Хенрик покачал головой:

– Нет, не в этом дело. Я не могу спать.

– Совесть заела, – усмехнулся Томми. – Но старик выживет. Они его подлатали.

– А кто его покалечил, вспомни!

– Ты его и покалечил. Ты пнул его, помнишь?

– Ты спятил? Я же был в прихожей все время.

– Ты ему всю руку расплющил своим сапогом, Хенке. Если нас найдут – всех засадят.

– Заткнись! – Хенрик бросил взгляд на закрытую дверь и, снова понизив голос, сказал: – Я не могу это сейчас обсуждать.

– Ты хочешь деньги или нет?

– Конечно хочу. Но только свою долю. Мне больше не надо.

– Как же не надо? А девчонка? Такие дорого обходятся.

Хенрик со вздохом произнес:

– Дело не в деньгах. Нам нужно срочно избавиться от краденого. Надо все продать.

– Мы и продадим. Но сперва провернем последнее дельце. Съездим на север, на тот хутор.

– Какой еще хутор?

– Хутор с картинами, о котором говорил Алистер.

– Олудден, – тихо сказал Хенрик.

– Вот именно. Какой вечер тебе подходит?

– Погоди… Я был там летом. Там нет никаких картин. И кроме того…

– Что?

Хенрик молчал, вспоминая пустынные комнаты Олуддена. С Катрин Вестин было приятно работать. Она жила там одна с двумя маленькими детьми. Но сам дом производил гнетущее впечатление, несмотря на то что Вестины все там прибрали и перекрасили. Ему не хотелось туда возвращаться, особенно сейчас, в декабре.

– Ничего, – ответил он. – Но я не видел там никаких картин.

– Наверняка они их прячут, – предположил Томми.

В комнате раздался стук.
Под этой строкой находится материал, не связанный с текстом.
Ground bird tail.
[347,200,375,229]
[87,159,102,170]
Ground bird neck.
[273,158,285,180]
Хенрик дернулся. Но это стучали в дверь. Он открыл. За дверью стояла Камилла. Выражение лица у нее было обеспокоенное.

– Вы закончили? – спросила она. – Если нет, может, лучше я пойду домой, Хенрик?

– Закончили, – кивнул он.

Камилла была невысокой и хрупкой девушкой, почти на две головы ниже мужчин. Томми вежливо улыбнулся ей и протянул руку.

– Привет, я Томми, – произнес он таким любезным тоном, какого Хенрик раньше никогда у него не слышал.

– Камилла. – Девушка пожала протянутую руку.

Кивнув Хенрику, Томми пошел к выходу.

– Созвонимся, – сказал он на прощание.

Заперев дверь за Томми, Хенрик прошел в комнату и сел на диван рядом с Камиллой. Они снова включили фильм, который смотрели до прихода незваных гостей.

– Ты думаешь, мне стоит остаться, Хенрик? – спросила Камилла, когда фильм закончился. Часы показывали одиннадцать.

– Если хочешь, конечно, оставайся.

В полночь они лежали рядом в постели, и Хенрик чувствовал себя так, словно последних шести месяцев не было. Просто чудо, что Камилла вернулась. Теперь все было так, как и должно было быть. Оставалось только решить проблему с братьями Серелиус.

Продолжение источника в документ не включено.